Limitations of this Clinical Report include the limited amount of segregation data, lack of functional data, and the limited number of ancestry-matched controls available for Patient 1. Associations between RCM and the identified mutations are based on conservation, prior reports of the same or related mutations, absence in ancestry-matched healthy controls, and biological plausibility given prior associations of other sarcomere genes and RCM.

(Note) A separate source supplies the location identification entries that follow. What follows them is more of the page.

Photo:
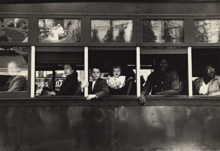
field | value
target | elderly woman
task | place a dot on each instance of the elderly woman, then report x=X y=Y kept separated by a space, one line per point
x=209 y=83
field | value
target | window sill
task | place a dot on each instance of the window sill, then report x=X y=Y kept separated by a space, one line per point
x=112 y=101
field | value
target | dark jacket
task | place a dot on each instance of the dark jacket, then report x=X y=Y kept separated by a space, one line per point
x=214 y=85
x=69 y=85
x=16 y=83
x=100 y=88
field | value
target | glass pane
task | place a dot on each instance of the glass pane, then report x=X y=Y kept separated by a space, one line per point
x=163 y=31
x=207 y=31
x=43 y=79
x=118 y=70
x=164 y=74
x=206 y=71
x=111 y=31
x=13 y=69
x=59 y=30
x=60 y=75
x=13 y=30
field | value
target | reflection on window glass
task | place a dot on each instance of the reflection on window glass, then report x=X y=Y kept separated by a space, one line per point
x=207 y=31
x=206 y=71
x=13 y=30
x=13 y=69
x=163 y=31
x=59 y=30
x=164 y=74
x=108 y=31
x=117 y=69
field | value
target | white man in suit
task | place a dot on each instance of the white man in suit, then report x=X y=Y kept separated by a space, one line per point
x=16 y=82
x=98 y=87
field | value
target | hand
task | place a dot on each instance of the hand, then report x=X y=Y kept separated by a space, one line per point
x=142 y=99
x=91 y=96
x=52 y=93
x=84 y=84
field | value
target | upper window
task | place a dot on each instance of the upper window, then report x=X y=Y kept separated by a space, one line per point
x=207 y=31
x=13 y=30
x=111 y=31
x=59 y=30
x=163 y=31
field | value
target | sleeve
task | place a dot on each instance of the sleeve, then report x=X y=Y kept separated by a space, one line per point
x=104 y=90
x=68 y=86
x=175 y=85
x=148 y=85
x=18 y=84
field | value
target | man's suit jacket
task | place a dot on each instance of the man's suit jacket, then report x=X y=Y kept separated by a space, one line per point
x=100 y=88
x=16 y=83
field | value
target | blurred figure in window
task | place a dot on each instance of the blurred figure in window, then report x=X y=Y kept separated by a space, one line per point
x=98 y=87
x=69 y=85
x=209 y=83
x=18 y=23
x=3 y=37
x=161 y=82
x=16 y=82
x=117 y=82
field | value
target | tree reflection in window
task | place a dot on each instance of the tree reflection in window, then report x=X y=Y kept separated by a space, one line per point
x=207 y=31
x=163 y=31
x=111 y=31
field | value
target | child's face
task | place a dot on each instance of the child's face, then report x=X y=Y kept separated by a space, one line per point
x=96 y=73
x=116 y=72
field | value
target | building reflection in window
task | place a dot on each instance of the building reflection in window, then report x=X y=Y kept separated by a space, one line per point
x=207 y=31
x=163 y=31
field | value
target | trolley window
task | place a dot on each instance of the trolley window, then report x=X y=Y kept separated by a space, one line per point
x=118 y=68
x=207 y=31
x=163 y=31
x=59 y=73
x=13 y=30
x=111 y=31
x=14 y=71
x=206 y=71
x=59 y=30
x=164 y=71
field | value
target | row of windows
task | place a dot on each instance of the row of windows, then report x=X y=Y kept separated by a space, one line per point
x=126 y=72
x=108 y=30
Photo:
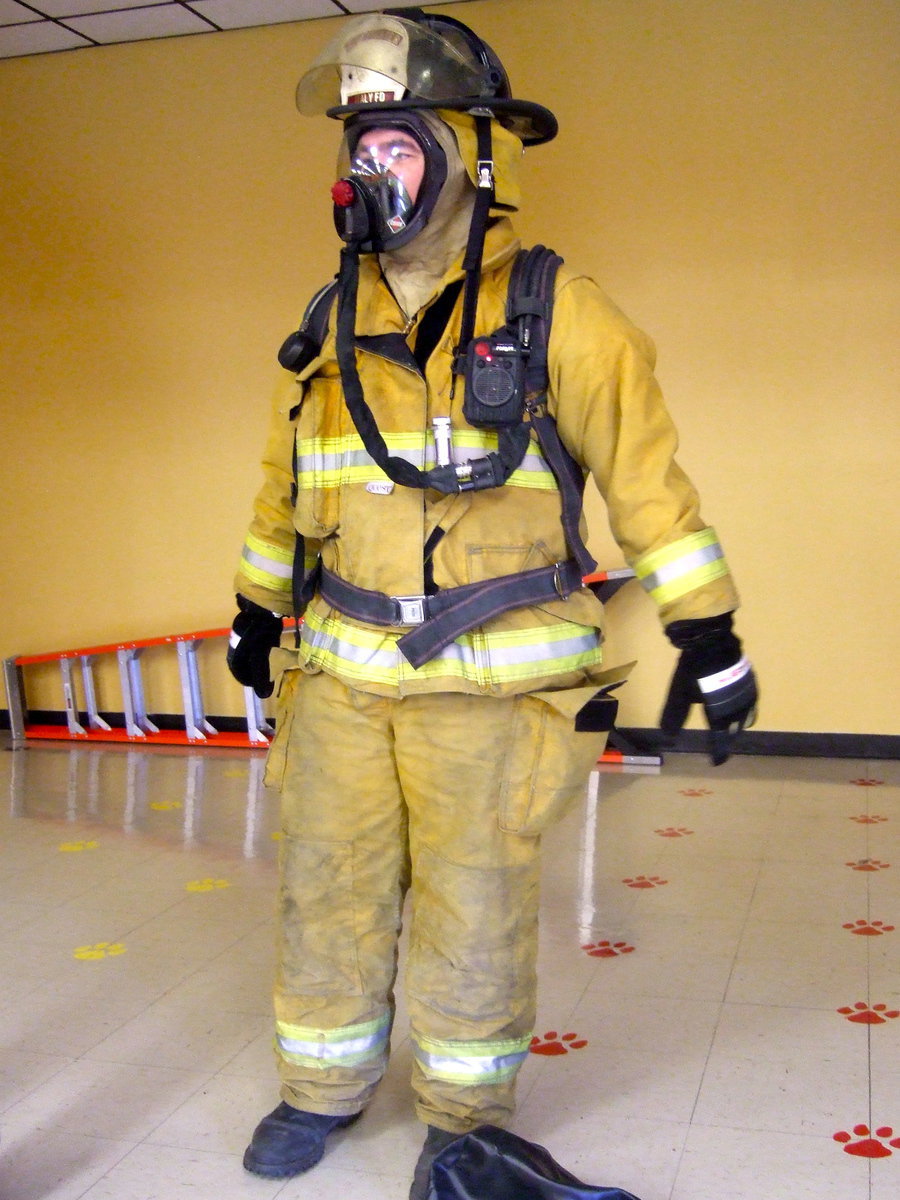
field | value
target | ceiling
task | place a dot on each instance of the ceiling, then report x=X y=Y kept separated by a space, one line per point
x=48 y=25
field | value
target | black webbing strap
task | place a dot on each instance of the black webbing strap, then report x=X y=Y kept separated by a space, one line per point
x=529 y=301
x=451 y=611
x=478 y=229
x=492 y=471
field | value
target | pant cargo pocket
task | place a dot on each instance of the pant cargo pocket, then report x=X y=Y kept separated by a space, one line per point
x=551 y=754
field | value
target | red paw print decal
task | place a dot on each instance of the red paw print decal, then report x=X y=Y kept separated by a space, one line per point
x=552 y=1044
x=863 y=1014
x=869 y=928
x=869 y=1146
x=607 y=949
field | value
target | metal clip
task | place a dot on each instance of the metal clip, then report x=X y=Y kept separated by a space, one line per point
x=412 y=610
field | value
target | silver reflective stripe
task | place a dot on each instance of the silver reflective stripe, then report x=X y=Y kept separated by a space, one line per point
x=349 y=1044
x=723 y=678
x=334 y=1050
x=270 y=565
x=471 y=1068
x=683 y=565
x=351 y=460
x=538 y=652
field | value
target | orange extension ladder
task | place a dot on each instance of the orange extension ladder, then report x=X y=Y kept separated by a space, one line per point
x=138 y=727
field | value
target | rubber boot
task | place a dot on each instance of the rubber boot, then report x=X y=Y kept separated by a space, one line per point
x=289 y=1141
x=435 y=1141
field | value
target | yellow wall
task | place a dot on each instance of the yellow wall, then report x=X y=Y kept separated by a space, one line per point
x=726 y=169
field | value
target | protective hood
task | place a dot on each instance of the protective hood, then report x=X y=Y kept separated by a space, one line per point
x=496 y=1163
x=415 y=270
x=508 y=153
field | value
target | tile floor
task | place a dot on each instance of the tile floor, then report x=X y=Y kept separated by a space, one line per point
x=719 y=1012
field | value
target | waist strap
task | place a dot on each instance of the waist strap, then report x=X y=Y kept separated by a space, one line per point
x=443 y=617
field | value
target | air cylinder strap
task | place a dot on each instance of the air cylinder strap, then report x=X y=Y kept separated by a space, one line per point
x=441 y=618
x=490 y=472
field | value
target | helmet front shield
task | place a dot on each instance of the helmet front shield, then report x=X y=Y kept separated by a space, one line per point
x=382 y=61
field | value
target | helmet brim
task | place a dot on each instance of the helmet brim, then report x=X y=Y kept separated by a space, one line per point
x=531 y=123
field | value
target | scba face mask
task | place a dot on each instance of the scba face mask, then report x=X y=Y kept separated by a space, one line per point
x=391 y=172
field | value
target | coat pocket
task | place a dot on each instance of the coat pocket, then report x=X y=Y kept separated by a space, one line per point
x=285 y=706
x=557 y=738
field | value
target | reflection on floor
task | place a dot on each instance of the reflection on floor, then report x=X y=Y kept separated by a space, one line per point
x=719 y=1009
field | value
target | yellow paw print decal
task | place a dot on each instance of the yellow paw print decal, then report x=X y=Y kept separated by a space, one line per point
x=207 y=885
x=99 y=951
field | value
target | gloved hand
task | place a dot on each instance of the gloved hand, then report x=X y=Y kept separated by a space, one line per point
x=712 y=672
x=255 y=633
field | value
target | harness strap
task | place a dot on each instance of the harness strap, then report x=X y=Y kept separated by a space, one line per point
x=443 y=617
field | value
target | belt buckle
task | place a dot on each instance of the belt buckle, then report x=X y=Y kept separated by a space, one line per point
x=412 y=610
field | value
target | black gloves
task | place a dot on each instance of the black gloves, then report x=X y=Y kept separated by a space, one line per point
x=711 y=672
x=255 y=633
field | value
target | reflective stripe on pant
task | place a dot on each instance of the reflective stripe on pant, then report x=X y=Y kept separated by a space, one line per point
x=459 y=787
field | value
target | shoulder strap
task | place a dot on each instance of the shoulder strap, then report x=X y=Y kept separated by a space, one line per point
x=529 y=307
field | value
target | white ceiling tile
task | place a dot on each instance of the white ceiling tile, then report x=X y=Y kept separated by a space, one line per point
x=239 y=13
x=41 y=37
x=12 y=12
x=78 y=7
x=373 y=5
x=135 y=24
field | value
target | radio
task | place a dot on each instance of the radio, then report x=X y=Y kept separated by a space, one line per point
x=495 y=381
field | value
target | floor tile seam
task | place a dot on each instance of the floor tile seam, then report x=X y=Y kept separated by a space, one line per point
x=805 y=1134
x=723 y=1002
x=148 y=1138
x=35 y=1087
x=107 y=1173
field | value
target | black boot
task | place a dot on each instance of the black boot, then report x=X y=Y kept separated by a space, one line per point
x=289 y=1141
x=435 y=1141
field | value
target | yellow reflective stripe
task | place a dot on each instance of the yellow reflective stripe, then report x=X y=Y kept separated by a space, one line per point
x=333 y=462
x=502 y=657
x=267 y=565
x=679 y=568
x=471 y=1062
x=345 y=1047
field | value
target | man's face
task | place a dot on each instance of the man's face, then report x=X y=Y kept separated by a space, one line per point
x=395 y=151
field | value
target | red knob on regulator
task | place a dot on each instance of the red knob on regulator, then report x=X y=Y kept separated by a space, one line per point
x=342 y=193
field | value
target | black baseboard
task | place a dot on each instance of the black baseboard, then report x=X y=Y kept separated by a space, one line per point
x=640 y=741
x=753 y=742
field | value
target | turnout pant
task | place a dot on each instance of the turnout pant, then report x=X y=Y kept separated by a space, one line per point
x=447 y=793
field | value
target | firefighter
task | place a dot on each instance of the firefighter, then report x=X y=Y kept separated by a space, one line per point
x=447 y=697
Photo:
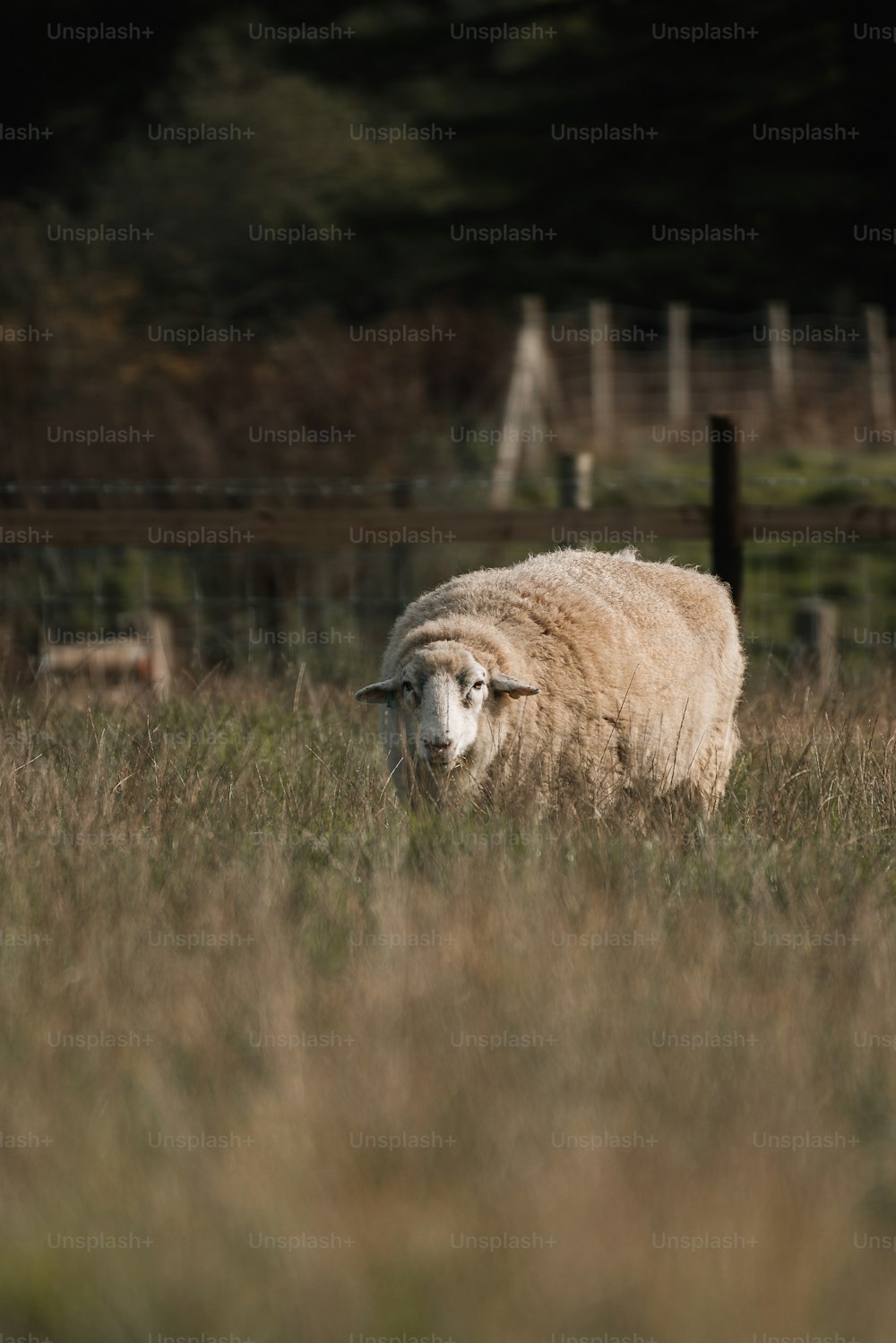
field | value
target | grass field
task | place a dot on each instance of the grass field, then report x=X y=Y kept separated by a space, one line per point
x=327 y=1069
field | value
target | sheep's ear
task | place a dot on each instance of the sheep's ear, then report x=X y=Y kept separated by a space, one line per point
x=506 y=685
x=381 y=692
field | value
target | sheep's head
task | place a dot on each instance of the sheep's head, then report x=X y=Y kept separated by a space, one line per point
x=444 y=691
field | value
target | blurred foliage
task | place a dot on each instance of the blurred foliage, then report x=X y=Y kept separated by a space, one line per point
x=504 y=104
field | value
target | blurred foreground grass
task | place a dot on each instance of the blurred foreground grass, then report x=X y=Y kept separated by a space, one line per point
x=389 y=1073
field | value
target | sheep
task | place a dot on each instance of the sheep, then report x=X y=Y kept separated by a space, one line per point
x=575 y=667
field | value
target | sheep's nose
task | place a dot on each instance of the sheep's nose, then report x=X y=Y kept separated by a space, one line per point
x=440 y=745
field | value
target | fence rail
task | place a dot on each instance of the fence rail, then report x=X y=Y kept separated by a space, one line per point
x=325 y=528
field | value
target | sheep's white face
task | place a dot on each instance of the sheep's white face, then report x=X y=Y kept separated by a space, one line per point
x=444 y=691
x=444 y=700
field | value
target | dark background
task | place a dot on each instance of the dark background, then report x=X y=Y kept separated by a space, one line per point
x=602 y=66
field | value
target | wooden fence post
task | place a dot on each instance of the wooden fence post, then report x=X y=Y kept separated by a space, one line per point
x=532 y=399
x=882 y=391
x=602 y=390
x=814 y=640
x=678 y=363
x=780 y=358
x=726 y=528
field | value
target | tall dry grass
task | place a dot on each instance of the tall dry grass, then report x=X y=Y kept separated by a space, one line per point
x=410 y=957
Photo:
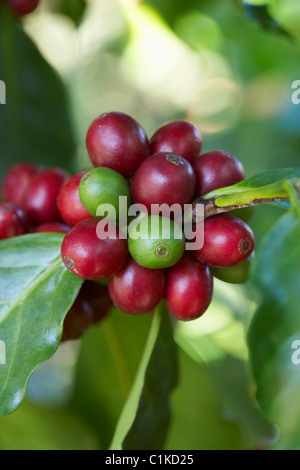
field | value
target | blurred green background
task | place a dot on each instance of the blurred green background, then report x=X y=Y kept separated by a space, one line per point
x=205 y=61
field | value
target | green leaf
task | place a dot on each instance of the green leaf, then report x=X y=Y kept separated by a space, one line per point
x=197 y=420
x=260 y=14
x=262 y=187
x=145 y=418
x=109 y=358
x=275 y=327
x=36 y=428
x=73 y=9
x=34 y=122
x=36 y=292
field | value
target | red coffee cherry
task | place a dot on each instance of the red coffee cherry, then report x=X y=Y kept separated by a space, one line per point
x=135 y=289
x=115 y=140
x=189 y=288
x=90 y=307
x=90 y=257
x=23 y=7
x=16 y=181
x=41 y=197
x=227 y=241
x=163 y=178
x=179 y=137
x=13 y=221
x=70 y=206
x=217 y=169
x=98 y=298
x=54 y=227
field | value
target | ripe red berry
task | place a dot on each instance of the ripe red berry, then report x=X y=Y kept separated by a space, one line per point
x=54 y=227
x=189 y=288
x=90 y=257
x=91 y=306
x=163 y=178
x=115 y=140
x=70 y=206
x=13 y=221
x=23 y=7
x=227 y=241
x=217 y=169
x=41 y=197
x=135 y=289
x=16 y=181
x=179 y=137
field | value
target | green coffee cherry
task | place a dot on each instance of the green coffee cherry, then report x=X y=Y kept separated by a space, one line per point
x=103 y=186
x=156 y=242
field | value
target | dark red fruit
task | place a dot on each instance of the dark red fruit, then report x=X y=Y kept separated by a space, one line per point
x=54 y=227
x=135 y=289
x=23 y=7
x=90 y=257
x=189 y=288
x=41 y=197
x=179 y=137
x=16 y=181
x=91 y=306
x=13 y=221
x=217 y=169
x=115 y=140
x=163 y=178
x=70 y=206
x=227 y=241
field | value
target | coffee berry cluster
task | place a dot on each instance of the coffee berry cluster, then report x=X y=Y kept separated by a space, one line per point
x=128 y=266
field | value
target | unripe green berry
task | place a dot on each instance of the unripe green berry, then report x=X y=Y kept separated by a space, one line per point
x=156 y=242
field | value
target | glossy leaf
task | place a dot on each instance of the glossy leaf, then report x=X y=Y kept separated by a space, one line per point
x=109 y=358
x=276 y=326
x=36 y=292
x=145 y=418
x=35 y=428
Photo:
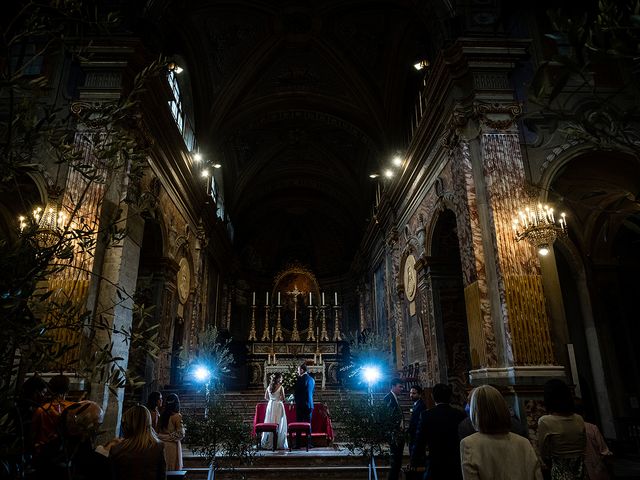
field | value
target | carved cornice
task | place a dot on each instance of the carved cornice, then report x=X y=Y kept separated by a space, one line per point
x=488 y=116
x=497 y=116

These two patients provide further association between RCM and the sarcomere. With the addition of the patients we report here, all sarcomere genes have now been associated with RCM. These cases further our emerging understanding of the association between sarcomere mutations and a range of primary cardiomyopathies [Dellefave and McNally 2008; Perrot et al., 2007]. These patients also suggest that the phenotype of sarcomere mutations may differ within the same family, presenting either with hypertrophic or a restrictive disease. The reason for variable expressivity is unknown and may reflect the impact of mutant gene copy number, modifier genes, different environmental exposures or co-existing comorbidities, or some combination of these factors. While a few sarcomere genes have yet to be implicated in dilated cardiomyopathy and left ventricular noncompaction it seems reasonable to hypothesize that each of these genes could be associated with each primary cardiomyopathy.

Supplementary Material

Supp Figure S1

Supplementry Figure 1:

Sequence traces for the mutations identified in the probands in MYL3 (A), MYL2 (B), and TPM1 (C).


We thank the patients and their families.